母の出産予定が近くなり、私は夏休みということもあり、母方の実家に預けられることになった。小学校に入って最初の夏休みだった。3つ下の弟は家に残った。保育園児まで祖父母に預けるのは負担をかけ過ぎると判断したのであろう。
当時はそんな大人の事情など、小1にわかるはずもなく、私だけ捨てられたような気がしていた。
母方の実家は関東北部の山間部で、新幹線の駅だけが最寄り駅という田舎だった。
父は私を送り届けると、すぐさま家族と仕事の待つ東京へ帰った。私がここに1人残されるという事実を現実として感じて泣き出す前に。
山に囲まれた祖父母の家は何度か来ていて、知らないところではなかったので、心細さはすぐ消えたが、「新しい弟か妹が出来るから、僕はいらなくなるのかな」という思いで拗ねていた。
拗ねて縁側でただ寝転がって、ボーッと山を見ていた。
すると、山の稜線から、何かがもこっと見えたかと思うとみるみる上に上に盛り上がっていく。
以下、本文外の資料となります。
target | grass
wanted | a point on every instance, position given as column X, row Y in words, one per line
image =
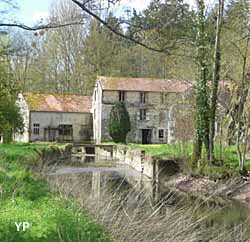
column 228, row 156
column 25, row 197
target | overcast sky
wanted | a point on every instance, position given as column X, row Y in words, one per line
column 33, row 11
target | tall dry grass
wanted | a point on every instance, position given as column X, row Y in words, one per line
column 131, row 215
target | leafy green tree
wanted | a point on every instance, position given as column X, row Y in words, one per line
column 10, row 117
column 119, row 123
column 202, row 100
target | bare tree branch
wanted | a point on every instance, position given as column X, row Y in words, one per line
column 39, row 27
column 117, row 32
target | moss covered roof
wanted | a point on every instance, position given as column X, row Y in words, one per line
column 57, row 102
column 144, row 84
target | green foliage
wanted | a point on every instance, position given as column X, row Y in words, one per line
column 26, row 197
column 226, row 156
column 10, row 117
column 119, row 123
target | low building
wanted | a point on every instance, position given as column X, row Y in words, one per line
column 55, row 117
column 160, row 110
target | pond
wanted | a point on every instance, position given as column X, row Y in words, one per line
column 132, row 209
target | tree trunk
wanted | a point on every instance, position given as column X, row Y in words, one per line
column 216, row 79
column 202, row 106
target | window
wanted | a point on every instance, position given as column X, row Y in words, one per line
column 143, row 114
column 95, row 95
column 36, row 128
column 161, row 133
column 142, row 97
column 121, row 96
column 65, row 129
column 162, row 98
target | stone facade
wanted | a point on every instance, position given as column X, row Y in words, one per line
column 157, row 124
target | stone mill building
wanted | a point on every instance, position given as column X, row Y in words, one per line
column 160, row 110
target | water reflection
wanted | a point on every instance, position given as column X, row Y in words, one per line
column 124, row 201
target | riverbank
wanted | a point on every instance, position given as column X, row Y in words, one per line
column 26, row 197
column 168, row 165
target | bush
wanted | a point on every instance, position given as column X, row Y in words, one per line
column 119, row 123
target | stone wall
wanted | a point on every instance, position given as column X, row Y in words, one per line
column 162, row 111
column 81, row 122
column 24, row 137
column 136, row 158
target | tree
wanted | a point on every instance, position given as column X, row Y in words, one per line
column 238, row 39
column 10, row 116
column 202, row 105
column 216, row 78
column 119, row 123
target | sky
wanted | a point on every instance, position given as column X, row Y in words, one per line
column 32, row 11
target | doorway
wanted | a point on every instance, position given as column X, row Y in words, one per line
column 146, row 136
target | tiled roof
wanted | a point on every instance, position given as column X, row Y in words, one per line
column 57, row 102
column 143, row 84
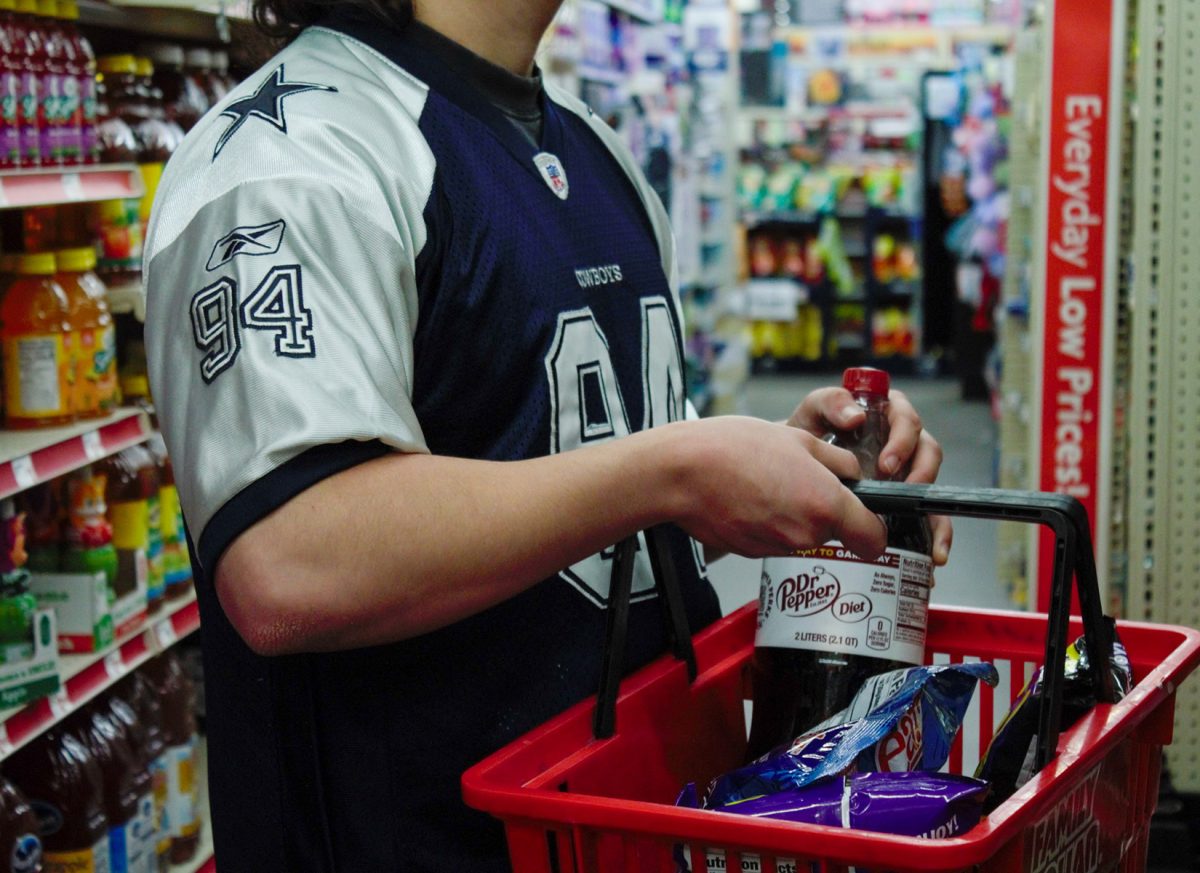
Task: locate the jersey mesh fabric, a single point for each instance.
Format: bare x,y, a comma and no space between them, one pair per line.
514,323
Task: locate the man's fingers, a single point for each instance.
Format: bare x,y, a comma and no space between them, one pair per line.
862,531
943,537
927,461
827,409
838,461
905,434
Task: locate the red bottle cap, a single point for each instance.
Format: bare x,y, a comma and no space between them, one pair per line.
867,380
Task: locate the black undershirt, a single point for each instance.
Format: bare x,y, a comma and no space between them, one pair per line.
519,97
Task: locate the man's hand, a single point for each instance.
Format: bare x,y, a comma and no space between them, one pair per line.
911,451
760,489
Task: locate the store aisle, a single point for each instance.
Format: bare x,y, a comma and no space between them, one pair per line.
967,435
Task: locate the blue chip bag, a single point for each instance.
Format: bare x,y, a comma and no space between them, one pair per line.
899,721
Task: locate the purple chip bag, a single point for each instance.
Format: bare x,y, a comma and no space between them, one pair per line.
898,721
911,804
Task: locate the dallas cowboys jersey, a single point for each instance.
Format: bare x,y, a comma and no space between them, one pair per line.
355,254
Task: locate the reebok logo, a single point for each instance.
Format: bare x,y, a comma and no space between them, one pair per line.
261,239
597,276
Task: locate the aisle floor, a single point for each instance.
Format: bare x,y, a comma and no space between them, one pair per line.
967,435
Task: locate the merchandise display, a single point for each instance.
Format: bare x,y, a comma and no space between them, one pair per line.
829,620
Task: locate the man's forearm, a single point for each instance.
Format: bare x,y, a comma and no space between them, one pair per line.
408,543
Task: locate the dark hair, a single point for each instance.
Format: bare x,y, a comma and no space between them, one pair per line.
283,19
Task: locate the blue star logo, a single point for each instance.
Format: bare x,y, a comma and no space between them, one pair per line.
265,103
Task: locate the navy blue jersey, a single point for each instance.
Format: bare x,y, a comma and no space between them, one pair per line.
354,254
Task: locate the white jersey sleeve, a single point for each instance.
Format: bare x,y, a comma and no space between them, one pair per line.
281,281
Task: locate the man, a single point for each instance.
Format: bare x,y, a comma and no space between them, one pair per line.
417,355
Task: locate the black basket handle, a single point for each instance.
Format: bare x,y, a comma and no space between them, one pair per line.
1074,559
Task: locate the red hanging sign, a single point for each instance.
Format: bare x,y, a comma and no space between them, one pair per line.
1078,290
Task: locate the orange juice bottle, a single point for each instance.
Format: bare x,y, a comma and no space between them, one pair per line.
94,337
36,341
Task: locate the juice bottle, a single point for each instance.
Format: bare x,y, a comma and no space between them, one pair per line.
63,782
52,90
175,565
81,85
177,694
132,498
877,609
45,521
21,848
127,790
95,337
142,697
36,347
88,535
31,52
10,86
17,603
133,732
221,80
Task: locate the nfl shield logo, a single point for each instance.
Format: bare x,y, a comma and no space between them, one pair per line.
552,172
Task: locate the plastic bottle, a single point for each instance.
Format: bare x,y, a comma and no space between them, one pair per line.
53,90
78,86
17,604
179,732
94,335
63,782
31,52
175,565
135,733
36,347
142,697
126,790
10,88
21,848
876,608
132,498
88,535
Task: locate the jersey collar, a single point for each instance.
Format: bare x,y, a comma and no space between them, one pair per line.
417,59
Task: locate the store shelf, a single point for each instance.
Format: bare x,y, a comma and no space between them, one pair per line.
648,11
187,20
87,675
58,186
29,457
127,297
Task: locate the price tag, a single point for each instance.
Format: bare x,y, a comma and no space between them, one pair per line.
93,446
23,471
72,186
166,633
60,704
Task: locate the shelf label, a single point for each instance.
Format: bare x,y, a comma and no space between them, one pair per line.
72,186
93,446
23,471
114,666
165,632
59,703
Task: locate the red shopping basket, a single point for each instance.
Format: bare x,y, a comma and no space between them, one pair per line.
574,804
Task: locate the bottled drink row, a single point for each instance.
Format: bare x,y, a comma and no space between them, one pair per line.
63,107
94,518
111,788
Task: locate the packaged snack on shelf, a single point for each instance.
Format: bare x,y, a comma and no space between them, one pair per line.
1008,762
903,720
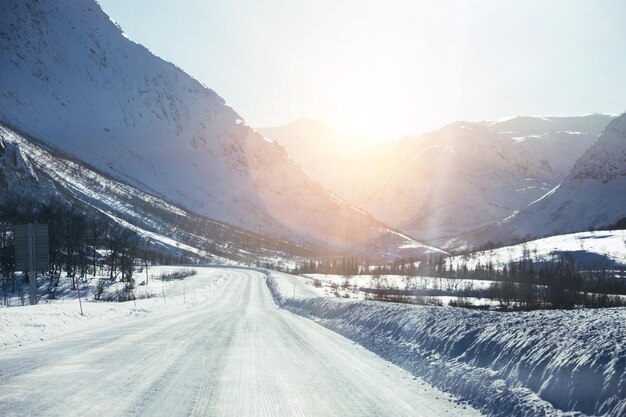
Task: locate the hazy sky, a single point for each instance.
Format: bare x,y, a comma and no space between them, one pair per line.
388,68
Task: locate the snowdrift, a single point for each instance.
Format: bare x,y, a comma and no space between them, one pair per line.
541,363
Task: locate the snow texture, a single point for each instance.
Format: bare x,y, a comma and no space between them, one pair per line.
542,363
233,354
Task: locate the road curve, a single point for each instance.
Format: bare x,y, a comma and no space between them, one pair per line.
236,355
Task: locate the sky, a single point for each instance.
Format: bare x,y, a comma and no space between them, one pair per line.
392,68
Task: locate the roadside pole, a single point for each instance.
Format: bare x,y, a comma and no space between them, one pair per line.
80,303
32,267
31,253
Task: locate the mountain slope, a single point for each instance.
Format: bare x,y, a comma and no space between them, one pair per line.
465,176
592,196
557,142
35,175
305,139
73,81
401,183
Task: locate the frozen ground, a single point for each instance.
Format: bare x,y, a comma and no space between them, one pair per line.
542,363
23,324
597,248
234,353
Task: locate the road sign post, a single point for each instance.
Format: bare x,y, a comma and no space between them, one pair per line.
31,252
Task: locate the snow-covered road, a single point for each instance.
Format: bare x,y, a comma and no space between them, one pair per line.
235,355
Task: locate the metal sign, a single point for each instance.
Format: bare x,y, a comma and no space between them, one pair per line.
31,242
31,252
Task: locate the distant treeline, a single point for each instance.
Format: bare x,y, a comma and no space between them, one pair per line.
523,284
82,244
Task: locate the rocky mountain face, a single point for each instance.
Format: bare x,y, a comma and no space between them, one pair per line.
592,196
456,179
73,81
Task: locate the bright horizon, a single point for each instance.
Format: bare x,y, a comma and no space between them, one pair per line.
385,72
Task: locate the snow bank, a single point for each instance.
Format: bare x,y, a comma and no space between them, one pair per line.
542,363
52,318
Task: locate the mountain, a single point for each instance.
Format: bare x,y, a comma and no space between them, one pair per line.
463,177
400,182
75,83
592,196
554,141
306,139
32,175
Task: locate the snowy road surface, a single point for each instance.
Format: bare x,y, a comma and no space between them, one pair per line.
235,355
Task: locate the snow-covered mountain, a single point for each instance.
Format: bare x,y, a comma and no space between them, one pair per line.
306,139
592,196
555,141
73,81
402,182
31,174
464,176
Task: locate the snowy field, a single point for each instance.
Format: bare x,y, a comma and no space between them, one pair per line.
586,248
233,354
50,318
542,363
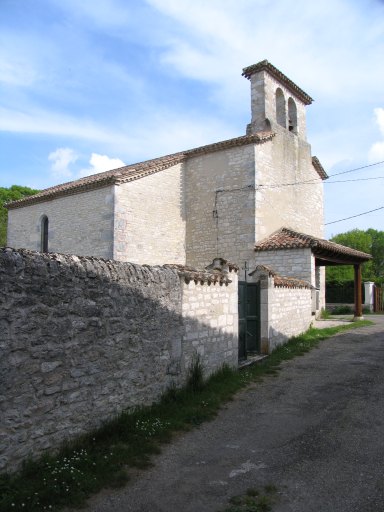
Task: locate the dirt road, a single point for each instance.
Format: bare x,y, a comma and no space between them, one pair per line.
316,431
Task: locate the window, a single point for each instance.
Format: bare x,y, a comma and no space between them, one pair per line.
44,234
292,116
280,108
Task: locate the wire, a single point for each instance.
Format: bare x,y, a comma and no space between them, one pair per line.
319,180
357,169
353,216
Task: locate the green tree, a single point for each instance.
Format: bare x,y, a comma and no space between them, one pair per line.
12,193
370,241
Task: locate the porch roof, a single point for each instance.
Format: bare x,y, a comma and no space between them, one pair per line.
326,252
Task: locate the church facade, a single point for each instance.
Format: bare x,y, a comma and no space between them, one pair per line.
189,207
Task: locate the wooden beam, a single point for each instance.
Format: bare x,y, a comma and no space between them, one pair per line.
358,298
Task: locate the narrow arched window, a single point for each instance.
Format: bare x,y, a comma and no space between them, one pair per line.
292,116
44,234
280,108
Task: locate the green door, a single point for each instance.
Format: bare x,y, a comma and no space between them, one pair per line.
249,319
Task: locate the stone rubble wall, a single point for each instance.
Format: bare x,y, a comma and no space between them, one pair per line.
290,314
285,311
83,338
78,224
211,323
149,219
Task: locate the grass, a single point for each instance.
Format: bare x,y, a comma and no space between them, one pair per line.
104,457
253,500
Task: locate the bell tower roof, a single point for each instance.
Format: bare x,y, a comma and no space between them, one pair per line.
264,65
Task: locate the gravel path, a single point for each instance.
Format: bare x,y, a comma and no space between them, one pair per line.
316,431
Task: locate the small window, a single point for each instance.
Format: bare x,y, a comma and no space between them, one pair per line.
292,116
280,108
44,234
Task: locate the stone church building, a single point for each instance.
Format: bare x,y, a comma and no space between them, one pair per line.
255,200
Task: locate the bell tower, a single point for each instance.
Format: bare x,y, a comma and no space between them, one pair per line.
276,101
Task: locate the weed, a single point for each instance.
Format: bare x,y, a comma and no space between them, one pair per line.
195,379
325,314
253,501
102,458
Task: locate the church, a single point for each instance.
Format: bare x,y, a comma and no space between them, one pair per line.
255,200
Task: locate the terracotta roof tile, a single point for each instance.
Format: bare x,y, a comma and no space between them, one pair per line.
280,281
202,276
136,171
286,238
264,65
319,168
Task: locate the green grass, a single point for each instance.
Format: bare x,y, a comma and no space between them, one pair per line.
253,500
104,457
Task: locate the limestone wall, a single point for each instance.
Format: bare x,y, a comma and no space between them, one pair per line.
150,220
211,323
78,224
82,338
285,308
290,314
220,205
283,161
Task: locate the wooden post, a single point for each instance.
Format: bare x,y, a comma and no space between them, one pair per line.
358,305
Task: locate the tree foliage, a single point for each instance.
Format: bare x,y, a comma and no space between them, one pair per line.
12,193
370,241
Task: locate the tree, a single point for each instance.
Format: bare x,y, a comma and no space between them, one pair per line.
370,241
12,193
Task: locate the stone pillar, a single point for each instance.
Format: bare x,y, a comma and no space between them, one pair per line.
369,290
358,305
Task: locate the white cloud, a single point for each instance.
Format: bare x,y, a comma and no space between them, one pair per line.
376,152
62,158
39,121
101,163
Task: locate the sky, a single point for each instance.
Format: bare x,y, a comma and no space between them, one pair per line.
91,85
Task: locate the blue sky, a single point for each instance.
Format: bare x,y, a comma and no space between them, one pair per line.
87,85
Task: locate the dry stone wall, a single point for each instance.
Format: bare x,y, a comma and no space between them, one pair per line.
83,338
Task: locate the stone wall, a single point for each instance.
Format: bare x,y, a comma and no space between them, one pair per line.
287,160
220,205
78,224
285,307
83,338
150,220
211,323
290,314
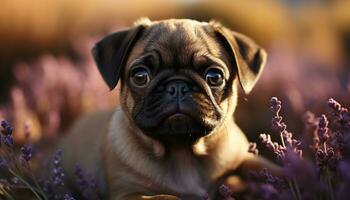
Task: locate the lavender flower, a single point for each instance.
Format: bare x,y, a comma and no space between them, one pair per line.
67,197
7,128
253,148
87,185
322,130
279,150
3,163
7,132
57,170
280,127
26,152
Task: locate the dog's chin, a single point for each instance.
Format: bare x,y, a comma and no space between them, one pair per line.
179,128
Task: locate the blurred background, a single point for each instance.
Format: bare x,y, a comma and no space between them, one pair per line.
48,78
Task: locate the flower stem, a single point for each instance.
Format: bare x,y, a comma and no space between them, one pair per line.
297,189
7,195
329,183
292,190
25,183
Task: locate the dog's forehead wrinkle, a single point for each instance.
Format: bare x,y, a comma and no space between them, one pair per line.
179,42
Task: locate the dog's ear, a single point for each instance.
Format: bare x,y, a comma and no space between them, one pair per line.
111,53
249,57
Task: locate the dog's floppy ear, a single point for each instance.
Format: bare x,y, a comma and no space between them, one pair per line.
112,51
249,57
「お、入道雲か。山の向こうは雷が鳴っているかもな。」
祖父が言った。
「え?こんなに晴れてるのに?」臍を隠しながら私は聞いた。
「風向きによっては、こちらにもくるかもしれないから、そこのかざぐるまの様子をみて、風が強くなったら俺に教えてくれ。」
見るとペットボトルで作られたかざぐるまが庭の花壇に刺してあった。
結局その日は雷雨がくることもなかったが、それからは夕方になると入道雲とかざぐるまを観察するのが日課になった。
拗ねた気持ちもいつしか消えていた。
それから何回かの雷雨に見舞われた後、母が出産したことを祖母から聞いた。見せられたケータイの中に病室の母と新しい弟が写っていた。
「もう少ししたらアオイも帰っちゃうのね。さみしくなるわ。」祖母はそう言ってスマホの写真をを閉じた。
もう1人の新しい弟が生まれて3週間後、夏休み最後の日曜日に父が迎えに来た。
今、ビルの向こうにわきたつ入道雲を見ると不意に思い出す、幼い日の思い出である。